REPORT : I used PWK v1.0 as template format for my exam report, available on Offensive Security’s website. Believe me, start early with reporting. Though I started just 2 hours after my exam got over, I ended up submitting report just 45 mins before estimated time. The report should be as detailed as possible.
- Try going through as many resources as you can
- Know what exam is trying let you do.
- Know your tools and references to use them, ippsec.rocks will help you a lot.
- Know your points and constantly keep a check where you are and how much you need to pass.
- It’s an exam, you will face anxiety, you will face stress, keep calm and don’t give up.
- Schedule exam as per your biological clock, if you are a night person, schedule it with majority of exam time at night, and vice versa.

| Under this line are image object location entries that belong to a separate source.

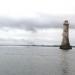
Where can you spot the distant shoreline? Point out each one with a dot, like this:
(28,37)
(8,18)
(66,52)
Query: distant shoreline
(36,45)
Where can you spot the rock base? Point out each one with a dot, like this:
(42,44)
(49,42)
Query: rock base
(65,47)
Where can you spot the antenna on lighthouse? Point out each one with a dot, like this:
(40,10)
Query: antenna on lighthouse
(65,40)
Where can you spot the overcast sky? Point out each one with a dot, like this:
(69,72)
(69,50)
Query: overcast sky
(33,20)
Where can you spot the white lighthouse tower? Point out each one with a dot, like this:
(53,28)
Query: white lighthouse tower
(65,41)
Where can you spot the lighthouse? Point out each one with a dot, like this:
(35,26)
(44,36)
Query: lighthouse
(65,39)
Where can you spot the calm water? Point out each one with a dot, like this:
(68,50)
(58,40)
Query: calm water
(20,60)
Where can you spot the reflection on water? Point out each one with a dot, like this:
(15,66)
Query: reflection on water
(64,62)
(22,60)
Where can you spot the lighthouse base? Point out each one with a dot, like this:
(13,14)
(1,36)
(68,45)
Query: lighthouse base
(65,47)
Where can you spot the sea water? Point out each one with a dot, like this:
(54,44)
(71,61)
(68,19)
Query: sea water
(33,60)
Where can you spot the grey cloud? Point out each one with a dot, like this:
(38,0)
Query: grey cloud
(42,21)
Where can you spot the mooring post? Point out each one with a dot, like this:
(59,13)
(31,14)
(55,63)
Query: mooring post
(65,40)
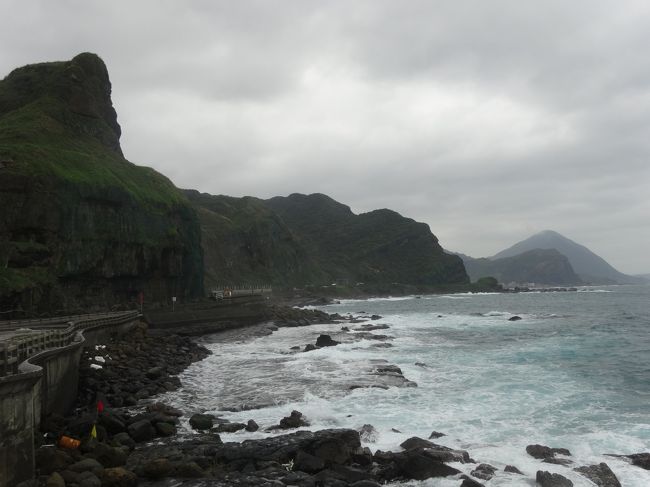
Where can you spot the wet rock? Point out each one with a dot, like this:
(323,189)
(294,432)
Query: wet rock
(368,433)
(419,466)
(548,479)
(415,442)
(230,427)
(159,407)
(295,420)
(484,471)
(188,470)
(141,431)
(157,468)
(641,460)
(370,327)
(558,461)
(600,474)
(118,477)
(165,429)
(436,434)
(542,452)
(123,439)
(201,421)
(154,373)
(112,423)
(55,480)
(108,456)
(326,341)
(252,426)
(512,469)
(52,459)
(305,462)
(89,479)
(470,482)
(87,465)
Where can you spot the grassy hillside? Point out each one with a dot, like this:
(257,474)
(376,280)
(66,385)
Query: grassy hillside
(245,243)
(540,266)
(80,225)
(376,247)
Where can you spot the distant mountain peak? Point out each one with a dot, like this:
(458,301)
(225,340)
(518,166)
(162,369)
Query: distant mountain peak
(589,266)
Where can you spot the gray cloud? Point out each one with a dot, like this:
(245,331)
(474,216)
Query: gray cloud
(487,120)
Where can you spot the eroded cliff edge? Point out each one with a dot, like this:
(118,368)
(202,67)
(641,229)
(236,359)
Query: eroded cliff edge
(80,225)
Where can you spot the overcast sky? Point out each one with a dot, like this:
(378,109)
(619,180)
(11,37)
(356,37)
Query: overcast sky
(488,120)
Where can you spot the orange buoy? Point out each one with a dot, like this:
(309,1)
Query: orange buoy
(67,442)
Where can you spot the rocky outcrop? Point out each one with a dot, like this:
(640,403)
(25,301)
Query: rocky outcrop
(540,266)
(600,474)
(376,247)
(80,225)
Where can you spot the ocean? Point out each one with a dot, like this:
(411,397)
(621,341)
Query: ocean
(574,373)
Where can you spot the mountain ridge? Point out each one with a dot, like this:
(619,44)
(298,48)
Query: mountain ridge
(589,266)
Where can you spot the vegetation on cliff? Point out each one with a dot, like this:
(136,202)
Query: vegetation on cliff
(539,266)
(378,247)
(80,225)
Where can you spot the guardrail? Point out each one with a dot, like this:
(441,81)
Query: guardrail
(28,342)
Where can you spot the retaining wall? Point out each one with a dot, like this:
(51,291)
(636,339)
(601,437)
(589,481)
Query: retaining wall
(46,383)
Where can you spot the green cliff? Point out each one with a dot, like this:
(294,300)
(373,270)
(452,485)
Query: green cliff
(246,243)
(80,225)
(378,247)
(539,266)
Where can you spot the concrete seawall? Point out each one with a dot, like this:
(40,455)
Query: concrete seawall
(46,383)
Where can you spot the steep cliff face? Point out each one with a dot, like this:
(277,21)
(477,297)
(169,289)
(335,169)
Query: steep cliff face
(540,266)
(245,243)
(80,225)
(376,247)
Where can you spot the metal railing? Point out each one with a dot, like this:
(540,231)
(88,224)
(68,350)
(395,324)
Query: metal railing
(47,334)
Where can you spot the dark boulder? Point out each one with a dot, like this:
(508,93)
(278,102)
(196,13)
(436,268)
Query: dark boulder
(418,466)
(202,421)
(542,452)
(484,471)
(326,341)
(435,434)
(512,469)
(600,474)
(415,442)
(470,482)
(306,462)
(165,429)
(142,430)
(295,420)
(230,427)
(548,479)
(118,477)
(51,459)
(368,433)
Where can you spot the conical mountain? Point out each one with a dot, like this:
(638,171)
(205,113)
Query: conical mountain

- Prepare your meals, notes, ID etc. a day before the exam.
- TAKE BREAKS.
- Rethink what you have and then move on. Also it’s a 24 hours exam so be smart, you won’t be given something which seems enormously out of bounds or quite in depth. Things will be easier but TRICKY…
- Script Kiddie approach won’t work in here.
Few words at last : Believe in yourself, you will achieve it. Nothing is impossible. Don’t give up. TRY HARDER!!!
And I am still not able to root HTB machines on my own.